Before I Knew What Anxiety Was
My experience first started when I was young — around the age of ten, at least that’s when I can really remember it. I constantly felt a sense of panic and an overwhelming urge to do compulsions. For me, it felt like it came out of nowhere. I didn’t know something was wrong at the time. I honestly thought this was just how life was.
I remember having to bang my body against the doors in my house until it felt like I did it right. Before I could go to sleep and rest, I had to close my dresser and closet door a certain number of times — again and again — until it finally felt right. Sometimes I had to pace around my room in a very specific way before I was allowed to rest.
I had constant thoughts and felt the need to say everything I was thinking out loud. I would repeat myself over and over until it felt like I said it correctly. I was scared all the time — especially of being alone with myself at night. I would have my mom tuck me in twice: once before she took a shower and again after. Even then, I still wanted her to stay because I felt so empty and so sad.

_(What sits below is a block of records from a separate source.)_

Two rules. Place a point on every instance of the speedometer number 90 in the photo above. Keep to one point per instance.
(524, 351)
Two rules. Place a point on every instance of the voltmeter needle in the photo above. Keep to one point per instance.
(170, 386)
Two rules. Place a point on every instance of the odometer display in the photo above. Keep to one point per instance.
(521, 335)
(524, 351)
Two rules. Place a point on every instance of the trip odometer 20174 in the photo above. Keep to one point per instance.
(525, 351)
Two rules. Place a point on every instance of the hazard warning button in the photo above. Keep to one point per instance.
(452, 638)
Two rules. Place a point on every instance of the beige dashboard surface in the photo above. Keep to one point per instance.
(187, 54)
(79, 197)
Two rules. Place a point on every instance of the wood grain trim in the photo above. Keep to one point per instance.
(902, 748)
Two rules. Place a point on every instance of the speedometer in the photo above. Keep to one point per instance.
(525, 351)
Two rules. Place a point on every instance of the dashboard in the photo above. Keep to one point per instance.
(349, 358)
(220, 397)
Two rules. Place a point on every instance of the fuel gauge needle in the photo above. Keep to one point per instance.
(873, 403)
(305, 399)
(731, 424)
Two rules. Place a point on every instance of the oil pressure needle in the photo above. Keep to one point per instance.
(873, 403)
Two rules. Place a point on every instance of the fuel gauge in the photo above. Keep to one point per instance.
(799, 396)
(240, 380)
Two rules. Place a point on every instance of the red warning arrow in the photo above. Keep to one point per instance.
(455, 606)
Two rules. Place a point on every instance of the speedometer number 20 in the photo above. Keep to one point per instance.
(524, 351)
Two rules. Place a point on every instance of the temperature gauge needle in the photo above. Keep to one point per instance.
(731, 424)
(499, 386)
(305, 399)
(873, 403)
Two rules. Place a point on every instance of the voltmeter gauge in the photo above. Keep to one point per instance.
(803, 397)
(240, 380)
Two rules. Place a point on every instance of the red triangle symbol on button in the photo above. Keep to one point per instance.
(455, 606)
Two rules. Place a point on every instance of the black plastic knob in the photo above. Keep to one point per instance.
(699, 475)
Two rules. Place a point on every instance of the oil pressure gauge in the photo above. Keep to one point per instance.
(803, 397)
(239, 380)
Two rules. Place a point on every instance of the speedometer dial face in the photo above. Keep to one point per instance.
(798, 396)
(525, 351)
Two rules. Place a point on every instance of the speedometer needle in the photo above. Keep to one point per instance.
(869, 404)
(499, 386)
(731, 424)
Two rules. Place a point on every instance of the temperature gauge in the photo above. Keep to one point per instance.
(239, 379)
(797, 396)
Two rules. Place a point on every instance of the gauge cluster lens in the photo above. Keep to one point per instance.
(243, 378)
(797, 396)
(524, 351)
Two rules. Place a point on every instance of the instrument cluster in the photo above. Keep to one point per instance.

Every night I cried myself to sleep, just to wake up and do it all over again the next day, and the next. I hated waking up. I hated the days — but I hated the nights even more. Nighttime was when I felt the emptiest, the most hopeless. I never got relief. Not even in my dreams. Even when I slept, I couldn’t escape my thoughts.
At ten years old, I didn’t know what was wrong. I didn’t have the words for what I was feeling, and I didn’t know what anxiety was yet. But now I know this wasn’t normal — and these were the signs. The signs that something wasn’t right, and that it was time to reach out and seek help, even if I didn’t understand it then.
I’m writing this as a way to remind myself that I’m not alone in everything I’ve struggled through. And I’m sharing it for you, too — so you know you’re not alone either. I see you. And I want to know what you have to say as well.